Metformin accelerates resolution of bleomycin-induced lung fibrosis. Panel (a) outlines the design of therapeutic dosing of metformin in mice with established fibrosis following bleomycin-induced lung injury. (b) Representative western blots indicate the amounts of pT172-AMPK and total AMPK in lung homogenates from mice treated as depicted in a. Means ± SD, n = 3. *P < 0.05 (ANOVA). (c) Representative images show H&E, Masson’s trichrome and α-SMA staining of lung sections from indicated groups of mice. Scale bar, 100 µm. (d) Quantitative analysis of hydroxyproline and TGF-β1 in lung homogenates from groups of mice depicted in a.

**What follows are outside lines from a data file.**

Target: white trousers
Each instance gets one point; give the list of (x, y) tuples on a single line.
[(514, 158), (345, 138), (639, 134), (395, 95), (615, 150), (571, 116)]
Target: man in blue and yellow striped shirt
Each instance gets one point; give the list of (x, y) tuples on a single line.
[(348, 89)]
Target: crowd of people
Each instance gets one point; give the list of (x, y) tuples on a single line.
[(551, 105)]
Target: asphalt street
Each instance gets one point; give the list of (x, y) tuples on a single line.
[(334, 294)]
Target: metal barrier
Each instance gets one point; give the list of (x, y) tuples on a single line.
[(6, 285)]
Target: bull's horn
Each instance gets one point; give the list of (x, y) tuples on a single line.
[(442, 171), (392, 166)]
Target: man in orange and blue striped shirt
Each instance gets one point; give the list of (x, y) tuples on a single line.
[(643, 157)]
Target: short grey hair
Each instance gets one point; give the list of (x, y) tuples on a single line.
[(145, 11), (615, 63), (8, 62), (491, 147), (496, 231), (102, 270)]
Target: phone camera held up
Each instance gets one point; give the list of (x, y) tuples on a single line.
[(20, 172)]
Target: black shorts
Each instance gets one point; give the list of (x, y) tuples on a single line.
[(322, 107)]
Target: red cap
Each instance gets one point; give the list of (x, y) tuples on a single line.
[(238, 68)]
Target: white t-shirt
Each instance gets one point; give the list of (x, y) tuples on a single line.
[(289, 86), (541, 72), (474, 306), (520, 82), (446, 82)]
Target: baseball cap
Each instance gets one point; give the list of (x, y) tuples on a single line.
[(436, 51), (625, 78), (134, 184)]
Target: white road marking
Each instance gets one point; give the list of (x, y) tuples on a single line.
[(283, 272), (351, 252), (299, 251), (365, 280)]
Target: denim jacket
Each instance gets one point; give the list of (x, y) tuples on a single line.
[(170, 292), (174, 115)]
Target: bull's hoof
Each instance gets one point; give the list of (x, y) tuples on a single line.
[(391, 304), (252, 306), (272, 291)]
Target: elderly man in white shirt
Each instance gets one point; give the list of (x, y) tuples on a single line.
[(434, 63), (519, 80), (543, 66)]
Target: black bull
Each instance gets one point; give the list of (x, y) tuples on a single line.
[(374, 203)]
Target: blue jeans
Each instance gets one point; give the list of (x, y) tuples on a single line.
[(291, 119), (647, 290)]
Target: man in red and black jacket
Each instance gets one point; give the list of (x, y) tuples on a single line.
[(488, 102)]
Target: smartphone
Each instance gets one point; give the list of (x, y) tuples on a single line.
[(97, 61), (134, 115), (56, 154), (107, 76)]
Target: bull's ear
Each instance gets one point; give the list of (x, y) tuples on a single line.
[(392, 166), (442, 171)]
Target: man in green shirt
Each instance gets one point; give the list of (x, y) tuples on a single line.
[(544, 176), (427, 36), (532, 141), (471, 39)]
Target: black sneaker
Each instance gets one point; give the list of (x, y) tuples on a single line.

Means ± SD, n = 5. *P < 0.05 (ANOVA). (e) Representative immunoblots of TFAM, NDUFB8 and α-SMA in whole lung homogenates of mice as indicated. Means ± SD, n = 3. *P < 0.05 (ANOVA). (f) Representative fluorescence images of pT172-AMPK and T1α in lung sections of mice treated, as depicted in a. pT172-AMPK (red), type I alveolar epithelial cell marker T1α (green), nuclei (blue). Scale bar, 50 µm. Lower panel shows higher magnification images of areas marked by square boxes (dash lines). Scale bar, 10 µm. (g) Quantitative analysis of pT172-AMPK/nuclei fluorescence ratio from normal and fibrotic areas of bleomycin-injured mice. Means ± SD, 3 mice per group, n = 9 normal areas, n = 9 active fibrosis. *P < 0.05 (Student’s t-test). (h) Schematic diagram of the proposed mechanisms for fibrosis resolution induced by AMPK activation. Left panel: loss of AMPK activity promotes persistent myofibroblast activation by deficient autophagy, ECM accumulation, mitochondrial dysfunction and acquired apoptosis resistance. Right panel: AMPK activation stimulates autophagy and facilitates ECM turnover, while inducing mitochondrial biogenesis, thus restoring sensitivity to apoptosis and promoting fibrosis resolution.